В пучину сумрачных морей
Темза – грязное животное: она ползет на брюхе через Лондон, как червяк, как морская змея. Все реки впадают в нее: Флит, и Тайберн, и Некингер. Они несут отбросы, грязь и помои, трупы кошек и собак, овечьи и свиные кости. Отбросы вливаются в бурые воды Темзы, и Темза несет их дальше, на восток, до самого устья, где они канут в Северное море и в небытие.
В Лондоне дождь. Дождь смывает грязь в сточные канавы, и ручьи разбухают и становятся реками, а реки – могучими тварями. Дождь шумит без умолку: хлюпает, плещет, барабанит по крышам. Если даже вода и падает с неба чистой, это ненадолго: стоит ей коснуться Лондона, и она мешается с пылью и превращается в грязь и слякоть.
Ее никто не пьет – ни дождевую воду, ни речную. Ходят шутки, что вода из Темзы убивает на месте, но это неправда. Уличные мальчишки прыгают в реку за монетками и выныривают живыми, отплевываясь, дрожа и сжимая в кулаке свой улов. Если они и умирают потом, то не от этого, хотя ныряльщиков старше пятнадцати не найти.
Женщина, похоже, не замечает дождя.
Она идет через Ротерхитские доки, как ходит уже не первый год и не первый десяток лет, – никто не знает, сколько в точности, потому что никому нет до нее дела. Она бродит по докам или смотрит в сторону моря. Разглядывает корабли, покачивающиеся на якорях. Ей надо чем-то занимать себя, чтобы душа ее оставалась в ладах с телом, но в доках никто и малейшего понятия не имеет, что с ней не так.
Ты прячешься от ливня под брезентовым тентом – его, должно быть, натянул какой-то парусный мастер. Поначалу тебе кажется, что ты здесь один: женщина стоит неподвижно, как статуя, и смотрит вдаль, за реку, хотя за пеленой дождя ничего не разглядеть. Дальний берег Темзы исчез.
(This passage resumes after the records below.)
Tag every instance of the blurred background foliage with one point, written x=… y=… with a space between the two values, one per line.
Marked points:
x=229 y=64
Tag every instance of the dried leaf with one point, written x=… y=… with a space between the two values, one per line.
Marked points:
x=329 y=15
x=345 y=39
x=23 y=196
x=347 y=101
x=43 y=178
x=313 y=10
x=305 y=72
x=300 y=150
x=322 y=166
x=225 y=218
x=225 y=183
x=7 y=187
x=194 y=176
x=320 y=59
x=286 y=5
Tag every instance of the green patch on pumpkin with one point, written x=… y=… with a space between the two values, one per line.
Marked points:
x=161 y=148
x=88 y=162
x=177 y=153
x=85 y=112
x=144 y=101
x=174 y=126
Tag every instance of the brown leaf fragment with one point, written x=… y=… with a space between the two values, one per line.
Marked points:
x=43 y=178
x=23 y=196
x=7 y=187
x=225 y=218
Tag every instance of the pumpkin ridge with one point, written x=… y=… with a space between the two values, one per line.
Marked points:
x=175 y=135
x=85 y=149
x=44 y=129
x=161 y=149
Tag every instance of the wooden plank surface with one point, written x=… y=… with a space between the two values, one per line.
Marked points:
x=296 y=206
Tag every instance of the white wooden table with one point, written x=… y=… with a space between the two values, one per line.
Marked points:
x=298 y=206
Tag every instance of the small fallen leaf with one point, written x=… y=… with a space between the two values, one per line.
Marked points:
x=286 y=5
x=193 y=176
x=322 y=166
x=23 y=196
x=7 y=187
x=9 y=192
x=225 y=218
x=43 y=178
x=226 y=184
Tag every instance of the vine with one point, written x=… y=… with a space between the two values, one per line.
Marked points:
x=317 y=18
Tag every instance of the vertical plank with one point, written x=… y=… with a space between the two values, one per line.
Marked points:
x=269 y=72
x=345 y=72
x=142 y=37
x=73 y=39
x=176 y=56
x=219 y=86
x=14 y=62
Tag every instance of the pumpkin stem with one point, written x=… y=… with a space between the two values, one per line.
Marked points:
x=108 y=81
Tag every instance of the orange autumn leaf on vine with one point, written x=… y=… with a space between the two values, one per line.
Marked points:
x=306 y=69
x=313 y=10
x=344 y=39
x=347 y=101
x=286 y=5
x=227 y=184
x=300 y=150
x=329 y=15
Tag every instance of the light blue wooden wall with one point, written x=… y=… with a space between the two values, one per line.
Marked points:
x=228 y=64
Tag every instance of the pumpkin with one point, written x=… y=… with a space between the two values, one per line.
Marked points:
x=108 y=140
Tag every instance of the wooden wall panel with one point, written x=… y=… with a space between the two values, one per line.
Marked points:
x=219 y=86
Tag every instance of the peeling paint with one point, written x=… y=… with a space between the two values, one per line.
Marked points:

Но потом она сама тебя замечает. Она видит тебя и начинает говорить – не с тобой, о нет, а с серой водой, что рушится с серого неба в серую реку.
– Мой сын хотел стать моряком, – говорит она, и ты не знаешь, что и как на это ответить. Тебе пришлось бы кричать, чтобы она услышала тебя за грохотом дождя, но женщина продолжает говорить, и ты просто слушаешь. А потом ловишь себя на том, что вытянул шею и вслушиваешься изо всех сил, стараясь не упустить ни слова.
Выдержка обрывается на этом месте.